Eating elephant, first step (events, db schema) #2006

zbynekwinkler · 2014-02-09T12:44:04Z

As discussed at #1549 we need to pick a place where the elephant is softest and start there. Tracking claimed_time and username appears to be it.

The events table is our log. The ultimate goal being that any db state at any point of time in the past should be reconstructable. After several tries at this it seems prudent to keep two participant ids in this table. The first one is to be used "the participant" (tipper, claimer etc.). The second one is to be used as "the other" (tippee, team etc.). This setting allows somewhat sane filtering. Using ids instead of usernames makes the past unmutable which is what we need for any log.

The next steps are to fold goal, number, statement, bitcoin and other attributes into this architecture.

The more chewy parts of the elephant include user creation semantics, tipping and absorbing (take_over).

The ultimate test will be reconstructing the current state of the db just from the events table.

Please review & merge.

seanlinsley · 2014-02-09T16:19:29Z

gittip/models/participant.py

+                                    "WHERE username=%s "
+                                    "RETURNING username, username_lower"
+                                   , (suggested, lowercased, self.username)
+                                   )


Did you intentionally remove the back_as=tuple argument here? Why isn't it needed any more?

Not only is not needed, it is not allowed. The way it works is that back_as is a property of the cursor. Since now I create the cursor explicitly, I need to supply it as a param in the get_cursor call.

Ah, now I see that. Makes sense.

seanlinsley · 2014-02-09T18:53:40Z

@zwn is #1939 (comment) related to this PR?
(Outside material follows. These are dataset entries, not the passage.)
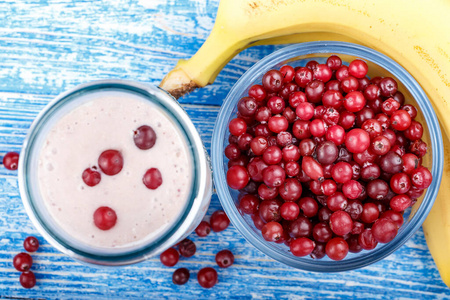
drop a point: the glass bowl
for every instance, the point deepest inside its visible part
(379, 65)
(51, 229)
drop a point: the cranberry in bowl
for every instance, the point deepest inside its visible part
(327, 156)
(113, 172)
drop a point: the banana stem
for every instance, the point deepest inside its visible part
(204, 66)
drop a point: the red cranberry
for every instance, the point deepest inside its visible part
(31, 244)
(384, 230)
(342, 172)
(377, 189)
(394, 216)
(342, 73)
(390, 106)
(334, 62)
(303, 76)
(302, 246)
(414, 131)
(327, 153)
(105, 218)
(410, 163)
(207, 277)
(341, 223)
(308, 206)
(388, 87)
(278, 123)
(400, 183)
(370, 213)
(219, 221)
(292, 168)
(22, 262)
(337, 201)
(267, 193)
(322, 72)
(354, 209)
(400, 120)
(314, 91)
(272, 231)
(269, 210)
(329, 187)
(288, 73)
(301, 227)
(296, 98)
(358, 68)
(357, 140)
(319, 251)
(354, 101)
(11, 160)
(27, 279)
(300, 129)
(312, 168)
(144, 137)
(322, 232)
(391, 162)
(187, 248)
(349, 84)
(400, 202)
(153, 179)
(169, 257)
(291, 190)
(272, 81)
(274, 176)
(411, 110)
(257, 92)
(180, 276)
(237, 126)
(203, 229)
(224, 258)
(110, 162)
(237, 177)
(289, 211)
(91, 177)
(366, 240)
(336, 248)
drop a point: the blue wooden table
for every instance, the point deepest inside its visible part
(49, 46)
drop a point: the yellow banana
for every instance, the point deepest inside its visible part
(437, 225)
(414, 33)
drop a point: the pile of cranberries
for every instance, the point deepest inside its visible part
(110, 162)
(206, 277)
(326, 159)
(23, 262)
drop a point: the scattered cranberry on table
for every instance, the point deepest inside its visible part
(110, 162)
(144, 137)
(219, 221)
(207, 277)
(31, 244)
(203, 229)
(325, 159)
(180, 276)
(187, 248)
(11, 160)
(22, 262)
(105, 218)
(27, 279)
(169, 257)
(224, 258)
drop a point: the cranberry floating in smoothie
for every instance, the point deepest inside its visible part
(115, 171)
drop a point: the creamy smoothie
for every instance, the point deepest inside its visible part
(104, 121)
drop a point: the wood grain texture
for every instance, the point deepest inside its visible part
(47, 47)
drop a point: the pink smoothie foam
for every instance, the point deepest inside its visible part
(107, 120)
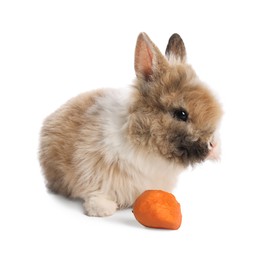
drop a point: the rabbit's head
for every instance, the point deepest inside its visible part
(172, 112)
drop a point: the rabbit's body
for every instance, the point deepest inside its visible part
(108, 146)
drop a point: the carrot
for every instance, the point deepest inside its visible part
(158, 209)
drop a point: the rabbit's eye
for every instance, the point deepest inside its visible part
(180, 114)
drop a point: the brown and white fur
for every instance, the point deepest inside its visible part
(108, 146)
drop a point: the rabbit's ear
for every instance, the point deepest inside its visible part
(175, 49)
(149, 61)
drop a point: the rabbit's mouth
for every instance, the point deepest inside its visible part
(192, 153)
(188, 151)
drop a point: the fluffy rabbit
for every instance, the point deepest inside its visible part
(107, 146)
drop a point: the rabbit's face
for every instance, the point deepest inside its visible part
(174, 114)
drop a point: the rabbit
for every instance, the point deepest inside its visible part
(107, 146)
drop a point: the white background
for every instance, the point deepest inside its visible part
(53, 50)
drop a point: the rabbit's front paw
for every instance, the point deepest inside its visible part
(99, 207)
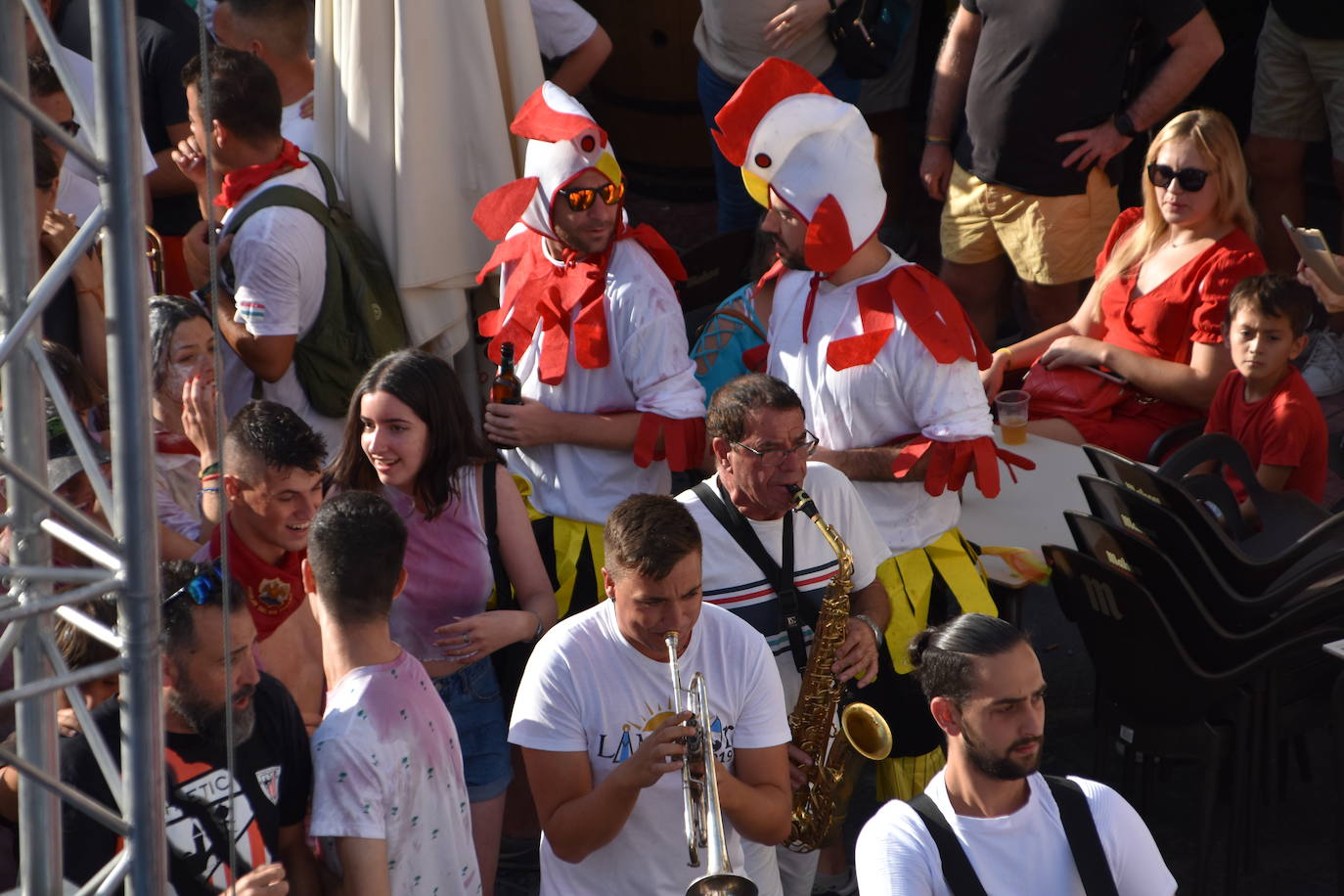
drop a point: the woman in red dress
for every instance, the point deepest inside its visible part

zbynekwinkler · 2014-02-09T19:05:39Z

Yes, it is. Actually that write up is pretty good. Thinking about showing the history to the users forces us to be honest and think everything through.

zbynekwinkler · 2014-02-09T20:06:09Z

I think we should think of the events table as something quite low level—just id and payload—and we should expect to be writing significant abstractions atop it for day-to-day use.

@whit537 I must say I am pretty surprised (not in a bad way) you arguing this side. You might wonder why I am but have you recently looked at the gittip schema? 😉 You have used perhaps all the standard and nonstandard postgres features there are.

Ok, you are making sense. I see what I can do about it.

chadwhitacre · 2014-02-09T20:17:49Z

branch.sql

+    CREATE TABLE events
+    ( id        serial      PRIMARY KEY
+    , ctime     timestamp   NOT NULL DEFAULT CURRENT_TIMESTAMP
+    , pid1      bigint      NOT NULL


Is there a reason not to reference the participants table here?

Yes, because it is the other way around - participants should reference events (if anything). Participants should be recreateable from events from scratch.

- Shortening "Branding Guidelines" to "Brand Guidelines" for punchiness - Broadening "Data Model" to "System Architecture." More parallel to "Information Architecture," and informs things like gratipay/gratipay.com#2006 and gratipay/gratipay.com#1939.

chadwhitacre · 2014-02-10T21:50:05Z

You have used perhaps all the standard and nonstandard postgres features there are.

:-)

Postgres is a pretty powerful system.

zbynekwinkler · 2014-02-12T08:53:11Z

Some inspiration from what github stores and publishes: http://developer.github.com/v3/activity/events/

zbynekwinkler · 2014-02-15T22:40:46Z

If anyone knows how to reasonably (=not by string manipulation functions) build complex (=2 levels deep) json objects in SQL let me know. So far I have found only https://github.com/pgexperts/json_build but that does not work for heroku. I need it to fill the events table from the current logging tables.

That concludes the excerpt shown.